TRA IL SILENZIO E IL TUONO di Roberto Vecchioni (Einaudi)

Non leggevo un romanzo epistolare dai tempi della scuola, però devo ammettere che la forma diretta al tu, che il destinatario sia il nonno o un politico o il capo dei vigili, rende la narrazione molto più intima e avvincente. D’altronde, qui si tratta più di una confessione che di un romanzo. Vecchioni, classe 1943, approfitta di queste pagine per lasciarci in realtà un’autobiografia, un resoconto accorato delle cose più importanti della sua vita.

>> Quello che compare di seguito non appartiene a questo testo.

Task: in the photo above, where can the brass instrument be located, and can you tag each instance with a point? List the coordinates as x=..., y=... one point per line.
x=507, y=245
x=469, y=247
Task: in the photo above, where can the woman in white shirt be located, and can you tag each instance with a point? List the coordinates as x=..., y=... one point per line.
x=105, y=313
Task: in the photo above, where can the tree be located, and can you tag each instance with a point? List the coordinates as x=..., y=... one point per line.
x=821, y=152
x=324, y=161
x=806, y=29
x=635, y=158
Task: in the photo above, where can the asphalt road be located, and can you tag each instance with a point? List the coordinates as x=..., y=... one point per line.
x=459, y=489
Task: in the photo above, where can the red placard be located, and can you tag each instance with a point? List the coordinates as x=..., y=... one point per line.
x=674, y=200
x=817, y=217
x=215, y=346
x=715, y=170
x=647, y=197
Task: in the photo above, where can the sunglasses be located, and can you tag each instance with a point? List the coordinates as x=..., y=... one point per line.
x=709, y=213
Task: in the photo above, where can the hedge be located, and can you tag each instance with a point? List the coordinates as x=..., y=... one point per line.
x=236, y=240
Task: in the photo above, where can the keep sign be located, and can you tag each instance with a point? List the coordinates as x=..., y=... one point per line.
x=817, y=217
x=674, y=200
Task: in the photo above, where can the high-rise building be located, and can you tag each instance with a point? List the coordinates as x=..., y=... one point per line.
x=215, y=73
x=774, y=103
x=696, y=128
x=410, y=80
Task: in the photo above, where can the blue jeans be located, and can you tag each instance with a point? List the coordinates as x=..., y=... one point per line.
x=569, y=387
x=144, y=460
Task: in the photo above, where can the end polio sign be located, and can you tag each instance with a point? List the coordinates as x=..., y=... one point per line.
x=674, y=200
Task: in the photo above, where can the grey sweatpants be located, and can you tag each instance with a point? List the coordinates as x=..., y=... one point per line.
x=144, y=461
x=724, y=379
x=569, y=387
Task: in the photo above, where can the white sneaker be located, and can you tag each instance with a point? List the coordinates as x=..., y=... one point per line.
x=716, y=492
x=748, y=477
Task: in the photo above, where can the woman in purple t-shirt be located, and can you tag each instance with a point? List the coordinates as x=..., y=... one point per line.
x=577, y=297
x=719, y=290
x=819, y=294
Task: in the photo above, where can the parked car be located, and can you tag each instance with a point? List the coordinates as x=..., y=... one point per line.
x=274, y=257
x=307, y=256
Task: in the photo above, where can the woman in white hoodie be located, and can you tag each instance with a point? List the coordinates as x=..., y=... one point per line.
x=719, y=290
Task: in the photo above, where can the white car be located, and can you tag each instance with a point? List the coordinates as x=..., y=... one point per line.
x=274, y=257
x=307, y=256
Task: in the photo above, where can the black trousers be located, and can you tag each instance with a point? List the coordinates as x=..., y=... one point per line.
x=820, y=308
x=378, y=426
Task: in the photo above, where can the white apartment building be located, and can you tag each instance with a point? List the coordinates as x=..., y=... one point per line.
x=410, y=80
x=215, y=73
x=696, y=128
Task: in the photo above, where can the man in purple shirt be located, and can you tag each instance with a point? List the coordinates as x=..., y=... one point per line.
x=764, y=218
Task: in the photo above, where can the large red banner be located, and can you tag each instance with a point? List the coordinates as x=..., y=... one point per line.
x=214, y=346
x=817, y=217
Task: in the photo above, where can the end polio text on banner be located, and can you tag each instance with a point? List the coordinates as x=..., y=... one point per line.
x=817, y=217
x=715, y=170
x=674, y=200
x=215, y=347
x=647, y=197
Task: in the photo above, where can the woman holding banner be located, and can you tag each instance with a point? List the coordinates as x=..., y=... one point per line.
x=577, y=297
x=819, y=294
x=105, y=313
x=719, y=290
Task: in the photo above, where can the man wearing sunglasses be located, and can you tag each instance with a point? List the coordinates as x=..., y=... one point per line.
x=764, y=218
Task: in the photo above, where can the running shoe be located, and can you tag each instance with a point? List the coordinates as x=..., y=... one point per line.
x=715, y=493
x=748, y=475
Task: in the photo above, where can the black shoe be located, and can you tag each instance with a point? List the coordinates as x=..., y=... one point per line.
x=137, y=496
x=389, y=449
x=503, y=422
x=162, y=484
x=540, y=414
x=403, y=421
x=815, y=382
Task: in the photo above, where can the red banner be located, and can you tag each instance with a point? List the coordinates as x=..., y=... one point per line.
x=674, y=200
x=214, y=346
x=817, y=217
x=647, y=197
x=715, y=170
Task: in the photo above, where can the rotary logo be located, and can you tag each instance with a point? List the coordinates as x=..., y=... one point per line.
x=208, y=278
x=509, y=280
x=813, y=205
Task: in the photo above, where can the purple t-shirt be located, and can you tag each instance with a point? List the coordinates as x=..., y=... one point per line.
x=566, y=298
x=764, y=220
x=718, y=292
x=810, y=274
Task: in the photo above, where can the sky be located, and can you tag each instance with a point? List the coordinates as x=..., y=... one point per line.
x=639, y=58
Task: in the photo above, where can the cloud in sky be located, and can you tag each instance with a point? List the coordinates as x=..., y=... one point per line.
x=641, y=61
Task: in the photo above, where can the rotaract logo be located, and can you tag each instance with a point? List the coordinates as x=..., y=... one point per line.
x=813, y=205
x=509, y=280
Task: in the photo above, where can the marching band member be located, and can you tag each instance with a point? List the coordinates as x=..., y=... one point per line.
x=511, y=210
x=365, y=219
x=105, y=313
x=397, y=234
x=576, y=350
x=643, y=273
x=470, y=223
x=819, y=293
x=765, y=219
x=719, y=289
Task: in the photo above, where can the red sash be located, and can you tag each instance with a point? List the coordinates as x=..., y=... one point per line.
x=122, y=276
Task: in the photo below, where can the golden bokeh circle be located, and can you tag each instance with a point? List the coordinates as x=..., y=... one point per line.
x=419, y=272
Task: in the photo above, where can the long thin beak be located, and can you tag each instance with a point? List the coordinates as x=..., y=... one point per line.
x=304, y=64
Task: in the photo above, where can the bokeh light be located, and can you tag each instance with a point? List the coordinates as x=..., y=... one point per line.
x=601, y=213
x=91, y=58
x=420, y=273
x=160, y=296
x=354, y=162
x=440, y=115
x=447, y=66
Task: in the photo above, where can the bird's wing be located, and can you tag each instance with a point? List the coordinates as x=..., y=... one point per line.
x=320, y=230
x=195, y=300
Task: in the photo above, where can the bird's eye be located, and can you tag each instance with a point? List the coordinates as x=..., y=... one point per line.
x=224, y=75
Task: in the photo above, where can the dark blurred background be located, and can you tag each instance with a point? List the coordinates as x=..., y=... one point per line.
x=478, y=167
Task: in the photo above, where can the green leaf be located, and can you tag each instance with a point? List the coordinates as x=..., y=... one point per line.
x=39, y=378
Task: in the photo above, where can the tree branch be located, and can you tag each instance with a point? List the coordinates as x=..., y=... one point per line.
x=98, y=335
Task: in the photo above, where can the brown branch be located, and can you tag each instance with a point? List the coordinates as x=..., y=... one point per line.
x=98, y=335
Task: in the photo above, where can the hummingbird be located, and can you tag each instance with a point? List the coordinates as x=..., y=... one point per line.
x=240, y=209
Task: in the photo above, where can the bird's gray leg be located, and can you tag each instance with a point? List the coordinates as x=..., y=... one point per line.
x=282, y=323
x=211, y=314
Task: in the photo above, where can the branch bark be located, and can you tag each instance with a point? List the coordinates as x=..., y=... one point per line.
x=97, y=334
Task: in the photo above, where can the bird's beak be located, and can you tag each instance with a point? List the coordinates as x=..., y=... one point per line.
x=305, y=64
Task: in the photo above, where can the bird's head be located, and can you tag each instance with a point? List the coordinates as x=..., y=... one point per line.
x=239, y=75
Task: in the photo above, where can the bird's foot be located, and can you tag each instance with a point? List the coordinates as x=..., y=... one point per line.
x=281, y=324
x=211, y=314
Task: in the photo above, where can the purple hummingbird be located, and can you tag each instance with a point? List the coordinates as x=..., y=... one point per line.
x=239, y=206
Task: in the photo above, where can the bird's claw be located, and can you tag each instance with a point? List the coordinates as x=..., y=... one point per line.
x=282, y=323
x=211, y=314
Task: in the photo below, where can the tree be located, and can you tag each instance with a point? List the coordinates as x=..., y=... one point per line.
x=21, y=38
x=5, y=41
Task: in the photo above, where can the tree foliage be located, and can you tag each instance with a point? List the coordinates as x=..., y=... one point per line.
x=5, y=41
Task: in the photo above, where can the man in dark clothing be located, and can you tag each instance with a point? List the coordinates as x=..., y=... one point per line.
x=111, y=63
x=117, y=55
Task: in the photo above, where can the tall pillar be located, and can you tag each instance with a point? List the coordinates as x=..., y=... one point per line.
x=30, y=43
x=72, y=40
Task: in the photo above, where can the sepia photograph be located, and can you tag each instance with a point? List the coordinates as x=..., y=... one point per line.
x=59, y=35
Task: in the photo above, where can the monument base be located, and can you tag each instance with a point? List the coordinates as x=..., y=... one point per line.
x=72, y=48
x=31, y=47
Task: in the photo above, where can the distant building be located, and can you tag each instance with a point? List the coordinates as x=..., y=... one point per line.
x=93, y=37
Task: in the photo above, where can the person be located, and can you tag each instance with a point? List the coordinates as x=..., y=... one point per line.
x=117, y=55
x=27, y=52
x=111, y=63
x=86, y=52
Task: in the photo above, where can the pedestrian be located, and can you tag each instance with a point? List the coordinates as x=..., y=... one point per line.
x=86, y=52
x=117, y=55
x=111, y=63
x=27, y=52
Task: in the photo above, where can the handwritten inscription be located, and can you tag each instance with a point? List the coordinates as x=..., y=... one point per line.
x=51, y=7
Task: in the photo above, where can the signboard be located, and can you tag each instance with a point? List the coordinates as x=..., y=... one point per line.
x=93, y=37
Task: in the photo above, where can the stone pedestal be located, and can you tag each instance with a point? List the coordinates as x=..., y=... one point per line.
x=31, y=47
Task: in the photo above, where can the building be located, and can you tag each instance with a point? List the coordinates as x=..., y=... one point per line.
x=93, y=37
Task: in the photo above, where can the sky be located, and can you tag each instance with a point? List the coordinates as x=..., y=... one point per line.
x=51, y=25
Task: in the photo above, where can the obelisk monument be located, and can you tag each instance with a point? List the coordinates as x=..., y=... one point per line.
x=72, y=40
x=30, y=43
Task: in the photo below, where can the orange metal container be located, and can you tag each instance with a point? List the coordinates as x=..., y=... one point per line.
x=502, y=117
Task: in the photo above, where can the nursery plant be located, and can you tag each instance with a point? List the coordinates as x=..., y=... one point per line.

Così, leggiamo degli studi classici e della carriera, ma anche degli amori e della famiglia, del cantante pubblico e del padre sofferente. Il tono è quasi sempre alto, da professore, e le citazioni letterarie e le riflessioni filosofiche immagino possano risultare ostiche a qualcuno. Però, quanta passione trasmettono le sue parole! Quanto avrei voluto assistere a una sua lezione, sul teatro greco, sui Prometei, su Patroclo e Achille, ma anche su Petrarca, Schubert, la geometria euclidea… In questi anni scelleratissimi in cui c’è chi dice che il liceo classico andrebbe chiuso o riformato da capo, io faccio parte dei reazionari che da veri snob lo considerano ancora la scuola superiore migliore che ci sia, soprattutto quando permette di incontrare insegnanti di tale levatura.

Alcune pagine sono proprio spassose, scritte con l’umorismo da lui ben descritto dei comici dei cabaret di Milano, un umorismo sottile e tutto di testa, contrapposto a quello di pancia di Roma. Altre pagine, invece, lasciano col cuore spezzato in mano, e chi conosce la vita di Vecchioni le intuirà. Ma di certo nessuna pagina può lasciare indifferenti… neppure quella in cui si parla male dei ciclisti che pretendono di attraversare sulle strisce!